The vocal quartet was a favorite vehicle for Milhaud, represented on The Classical Collector by three excerpts from Les amours de Ronsard (1934) for vocal quartet and orchestra. These settings of Ronsard poems are dedicated to the memory of Claude Debussy, but the cycle’s shape and mood are closer to Brahms’ Liebeslieder Walzer. Technical inadequacies in the 1936 recording may be responsible for the sluggish tempi and distorted pitch in this performance with members of the Paris Opera under Milhaud’s direction. (The transfer must have been made from warped 78s.)


Luckily Les amours de Ronsard is offered in full in a superlative performance on ADDA (581292 AD 184) under Bernard Desgraupes. The most uniformly fine collection of modern Milhaud performances, this disc is devoted to Milhaud compositions for vocal quartet and instruments written over a span of more than twenty years. The earliest of these, Adages (1932), combines a wind quartet and a string quartet with the four voices.

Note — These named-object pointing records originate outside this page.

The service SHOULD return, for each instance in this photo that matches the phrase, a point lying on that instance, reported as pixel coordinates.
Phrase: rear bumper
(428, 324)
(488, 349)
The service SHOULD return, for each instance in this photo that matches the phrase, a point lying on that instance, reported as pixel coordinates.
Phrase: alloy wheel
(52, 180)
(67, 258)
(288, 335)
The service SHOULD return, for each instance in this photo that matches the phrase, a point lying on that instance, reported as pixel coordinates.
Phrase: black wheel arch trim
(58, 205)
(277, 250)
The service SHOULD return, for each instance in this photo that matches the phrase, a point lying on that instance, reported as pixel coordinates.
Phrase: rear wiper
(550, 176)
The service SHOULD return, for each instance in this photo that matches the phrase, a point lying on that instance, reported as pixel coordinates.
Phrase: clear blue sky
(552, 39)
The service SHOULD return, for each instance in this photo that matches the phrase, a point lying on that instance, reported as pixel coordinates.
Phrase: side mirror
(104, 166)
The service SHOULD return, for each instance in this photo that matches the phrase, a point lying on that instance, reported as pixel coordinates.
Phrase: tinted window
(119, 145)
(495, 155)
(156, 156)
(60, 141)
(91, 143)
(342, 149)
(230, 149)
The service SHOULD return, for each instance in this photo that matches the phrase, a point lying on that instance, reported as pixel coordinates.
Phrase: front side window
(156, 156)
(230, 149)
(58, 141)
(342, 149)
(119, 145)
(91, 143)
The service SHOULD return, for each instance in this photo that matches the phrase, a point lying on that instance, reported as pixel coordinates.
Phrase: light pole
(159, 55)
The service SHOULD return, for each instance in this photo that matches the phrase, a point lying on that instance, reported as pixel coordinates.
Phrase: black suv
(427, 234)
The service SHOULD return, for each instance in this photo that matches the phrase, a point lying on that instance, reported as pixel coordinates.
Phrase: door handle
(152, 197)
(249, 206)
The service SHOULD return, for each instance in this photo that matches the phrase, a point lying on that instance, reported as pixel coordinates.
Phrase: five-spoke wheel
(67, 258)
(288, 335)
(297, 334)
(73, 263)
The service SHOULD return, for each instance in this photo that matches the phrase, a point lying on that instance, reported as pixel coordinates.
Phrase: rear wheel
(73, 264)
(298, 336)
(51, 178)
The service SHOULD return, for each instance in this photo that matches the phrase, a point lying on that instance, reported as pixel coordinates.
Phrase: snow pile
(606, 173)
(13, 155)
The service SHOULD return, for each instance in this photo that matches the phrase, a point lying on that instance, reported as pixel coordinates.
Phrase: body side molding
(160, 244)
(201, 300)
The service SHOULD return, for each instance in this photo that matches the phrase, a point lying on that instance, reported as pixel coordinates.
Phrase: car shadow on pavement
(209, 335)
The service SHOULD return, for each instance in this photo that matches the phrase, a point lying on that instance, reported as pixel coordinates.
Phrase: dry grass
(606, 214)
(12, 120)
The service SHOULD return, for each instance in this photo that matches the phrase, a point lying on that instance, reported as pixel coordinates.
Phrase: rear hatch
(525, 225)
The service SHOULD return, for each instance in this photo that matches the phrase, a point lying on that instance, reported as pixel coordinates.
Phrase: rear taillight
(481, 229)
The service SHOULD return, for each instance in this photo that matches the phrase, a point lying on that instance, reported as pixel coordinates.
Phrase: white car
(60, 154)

Milhaud originally set André de Richaud’s fanciful verse adages as scene-openers for the play “Le Château de Papes,” set in Medieval Avignon. Poetry and music combine a folk simplicity with a fairylike grace, casting a midsummer-night’s-dream spell.
Echoes of the past are also heard in Suite de sonnets (1963), settings of Renaissance poems for six instruments and vocal quartet in which the mezzo voice is replaced by an haute-contre. Desgraupes’ liner notes describe the Suite as “a continuation of ancient music, now in contemporary musical speech” with atonal harmonies incorporating Renaissance ornament and counterpoint. (Each sung sonnet is accompanied by a wonderfully wierd ensemble of flute, oboe, bassoon, viola, trombone and harpsichord, and alternates with an instrumental prelude.)
The ADDA disc ends with La Cantate de l’Homme. Written for the inauguration of the ethnographic collection of Paris’ Musée de l’Homme in 1937, the text by Robert Desnos is an alternative Genesis that allowed Milhaud to revisit the idea of the world’s beginnings. Though more self-consciously literary and less viscerally exciting than Milhaud’s famous jazz ballet, La Création du monde, La Cantate de l’Homme has a story-telling magic of its own, especially in this sensitive production. Along with the quartet material, it makes a fine finish to this delightful collection. Such unusual texts might well have been included in the liner notes, otherwise beautifully written and produced. However, the crisp diction and faultless intonation of these accomplished singers makes much of the poetry accessible without such aids.